Ma come in discarica, ma che ci porti a vedere?!?
Be’, ritenetevi fortunati che vi si salva dalla depressione dei frères Dardenne e del loro “Due giorni, una notte”, 111 minuti di corte allo Xanax.
“Trash” ha vinto il Festival del Cinema di Roma di quest’anno e dacché nutriamo infinita stima per il regista (“Billy Eliot”, “Molto forte incredibilmente vicino” e naturalmente “The Hours” :-)), siete obbligati a unirvi a me nella visione. 🙂

Giacché mi sono dilungata assai su “Gioventù bruciata”, vi lascio al Movie Maelstrom con tante ideuzze sfiziose per il vostro menu cinematografico della settimana. Defilato, quel buonannulla del riassunto. E i miei saluti, che stasera sono tanto strettamente cinematografici. 😉

Let’s Movie
The Board

MOVIE-MAELSTROM – “This can be nothing else than the great whirlpool of the Movie-Maelstrom…” (E.A. Poe rivisitato dal B(o)ard)
Dunque cominciamo con mercoledì sera, ore 21:00, nell’ambito della rassegna LGBT, il Mastro propone “Pride“, opera da vedersi, o  mercoledì o nei giorni successivi, as you like it.

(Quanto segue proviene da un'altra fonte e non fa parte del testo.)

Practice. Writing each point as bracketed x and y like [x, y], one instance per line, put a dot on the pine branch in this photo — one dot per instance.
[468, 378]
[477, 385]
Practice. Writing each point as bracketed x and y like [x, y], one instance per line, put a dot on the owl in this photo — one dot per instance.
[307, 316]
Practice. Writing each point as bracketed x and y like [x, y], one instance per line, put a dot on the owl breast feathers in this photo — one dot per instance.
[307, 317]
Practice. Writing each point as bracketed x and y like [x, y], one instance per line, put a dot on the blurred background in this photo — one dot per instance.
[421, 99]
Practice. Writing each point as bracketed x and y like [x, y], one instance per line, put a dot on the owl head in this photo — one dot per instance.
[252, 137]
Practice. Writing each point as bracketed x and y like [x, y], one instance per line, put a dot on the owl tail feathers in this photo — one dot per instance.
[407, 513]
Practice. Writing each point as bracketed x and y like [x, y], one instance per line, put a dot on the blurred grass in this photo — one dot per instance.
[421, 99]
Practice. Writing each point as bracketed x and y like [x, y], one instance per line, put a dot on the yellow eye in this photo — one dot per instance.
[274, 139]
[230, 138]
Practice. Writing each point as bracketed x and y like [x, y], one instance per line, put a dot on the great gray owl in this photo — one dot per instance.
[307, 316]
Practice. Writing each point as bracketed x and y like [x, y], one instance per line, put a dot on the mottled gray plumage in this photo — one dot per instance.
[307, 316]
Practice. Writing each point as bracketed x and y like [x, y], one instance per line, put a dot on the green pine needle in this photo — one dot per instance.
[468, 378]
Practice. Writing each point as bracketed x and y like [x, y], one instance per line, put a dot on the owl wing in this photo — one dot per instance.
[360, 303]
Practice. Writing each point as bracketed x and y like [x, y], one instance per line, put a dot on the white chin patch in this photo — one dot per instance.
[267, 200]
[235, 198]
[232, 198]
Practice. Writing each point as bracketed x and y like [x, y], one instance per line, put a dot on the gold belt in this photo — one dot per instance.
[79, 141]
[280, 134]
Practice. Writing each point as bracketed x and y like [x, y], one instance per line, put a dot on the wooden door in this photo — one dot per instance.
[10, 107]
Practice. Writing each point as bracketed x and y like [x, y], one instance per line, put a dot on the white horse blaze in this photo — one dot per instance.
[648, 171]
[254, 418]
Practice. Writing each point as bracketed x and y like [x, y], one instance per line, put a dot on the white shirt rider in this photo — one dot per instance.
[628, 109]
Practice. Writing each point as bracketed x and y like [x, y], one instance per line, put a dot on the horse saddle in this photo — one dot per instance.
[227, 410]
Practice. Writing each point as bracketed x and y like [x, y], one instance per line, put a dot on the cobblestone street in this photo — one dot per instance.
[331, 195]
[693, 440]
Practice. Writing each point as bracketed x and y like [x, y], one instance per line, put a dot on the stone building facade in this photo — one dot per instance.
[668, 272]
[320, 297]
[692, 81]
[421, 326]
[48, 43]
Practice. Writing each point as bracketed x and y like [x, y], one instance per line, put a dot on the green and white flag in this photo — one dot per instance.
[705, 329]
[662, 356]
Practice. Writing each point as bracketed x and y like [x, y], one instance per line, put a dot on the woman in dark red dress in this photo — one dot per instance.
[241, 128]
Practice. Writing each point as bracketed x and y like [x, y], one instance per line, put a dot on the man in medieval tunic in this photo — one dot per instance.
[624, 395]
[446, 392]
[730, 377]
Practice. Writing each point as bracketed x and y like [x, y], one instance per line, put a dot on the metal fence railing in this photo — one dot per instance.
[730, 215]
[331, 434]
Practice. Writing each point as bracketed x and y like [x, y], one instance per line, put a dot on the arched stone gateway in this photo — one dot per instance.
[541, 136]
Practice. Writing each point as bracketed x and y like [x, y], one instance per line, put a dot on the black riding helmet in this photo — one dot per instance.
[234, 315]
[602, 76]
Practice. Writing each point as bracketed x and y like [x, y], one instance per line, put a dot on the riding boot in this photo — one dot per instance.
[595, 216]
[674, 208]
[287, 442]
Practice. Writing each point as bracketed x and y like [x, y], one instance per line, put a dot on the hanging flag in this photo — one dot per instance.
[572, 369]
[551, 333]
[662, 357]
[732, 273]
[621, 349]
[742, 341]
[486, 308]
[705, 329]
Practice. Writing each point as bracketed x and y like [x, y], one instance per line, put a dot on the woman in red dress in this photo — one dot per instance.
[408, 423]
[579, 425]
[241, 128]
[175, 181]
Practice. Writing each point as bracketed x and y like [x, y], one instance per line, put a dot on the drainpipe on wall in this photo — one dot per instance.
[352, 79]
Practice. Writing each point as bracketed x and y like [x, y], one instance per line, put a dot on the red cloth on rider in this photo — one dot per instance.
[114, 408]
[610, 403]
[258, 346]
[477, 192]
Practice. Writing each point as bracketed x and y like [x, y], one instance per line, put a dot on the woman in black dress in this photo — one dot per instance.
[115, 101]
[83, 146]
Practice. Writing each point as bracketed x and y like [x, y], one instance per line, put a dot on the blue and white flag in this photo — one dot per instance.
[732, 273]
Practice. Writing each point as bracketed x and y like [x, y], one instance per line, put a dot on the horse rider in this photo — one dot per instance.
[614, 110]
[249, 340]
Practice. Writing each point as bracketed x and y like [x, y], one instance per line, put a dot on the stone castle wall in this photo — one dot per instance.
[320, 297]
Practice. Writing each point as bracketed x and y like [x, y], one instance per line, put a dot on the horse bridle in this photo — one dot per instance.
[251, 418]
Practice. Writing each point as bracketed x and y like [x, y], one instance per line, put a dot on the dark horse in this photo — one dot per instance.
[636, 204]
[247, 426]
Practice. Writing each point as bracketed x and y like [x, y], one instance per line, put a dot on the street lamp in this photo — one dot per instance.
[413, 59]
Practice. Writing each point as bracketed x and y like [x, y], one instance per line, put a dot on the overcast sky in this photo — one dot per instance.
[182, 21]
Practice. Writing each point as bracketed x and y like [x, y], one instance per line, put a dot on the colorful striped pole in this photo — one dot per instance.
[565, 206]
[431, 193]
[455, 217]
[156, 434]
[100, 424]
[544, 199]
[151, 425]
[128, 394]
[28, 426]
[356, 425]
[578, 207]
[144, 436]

Da giovedì a sabato si svolgerà, presso lo Smelly Modena, la settima Edizione del Festival Cinemazero, http://www.crushsite.it/it/cinema/festival-cinemazero.html, il festival dedicato al cinema no-budget e autonomo e indipendente e non-mainstream e tutto quello che di anti- vi viene in mente. Il tema di quest’anno è “The Act of Seeing With One’s Own Eyes”
Quindi potete tirare fuori dall’armadio la dolcevita scura e la giacca con le toppe, assumere quell’aria tribolata e contrita, quello sguardo superiore “la felicité est la maladie de l’homme contemporain et je m’en fous pas mal” (mi raccomando, in francese, mi raccomando), e venire a vedere cosa ci (s)offre il programma di quest’anno. 🙂

Poi non mugugnate che non c’è niente da vedere eh… 😉

TRASH: Quando due ragazzi che smistano rifiuti nelle favelas di Rio trovano un portafoglio in mezzo ai detriti giornalieri della loro discarica locale, fanno presto ad immaginare che le loro vite cambieranno per sempre. Ma quando la polizia locale si fa avanti, offrendo loro una grande ricompensa in cambio del portafoglio, i ragazzi, Rafael (Rickson Tevez) e Gardo (Luis Eduardo), si rendono conto dell’importanza del loro ritrovamento. Con l’aiuto del loro amico Rato (Gabriel Weinstein), il trio inizia una straordinaria avventura cercando di tenersi stretto il portafoglio, eludere la polizia, e scoprire i segreti che nasconde.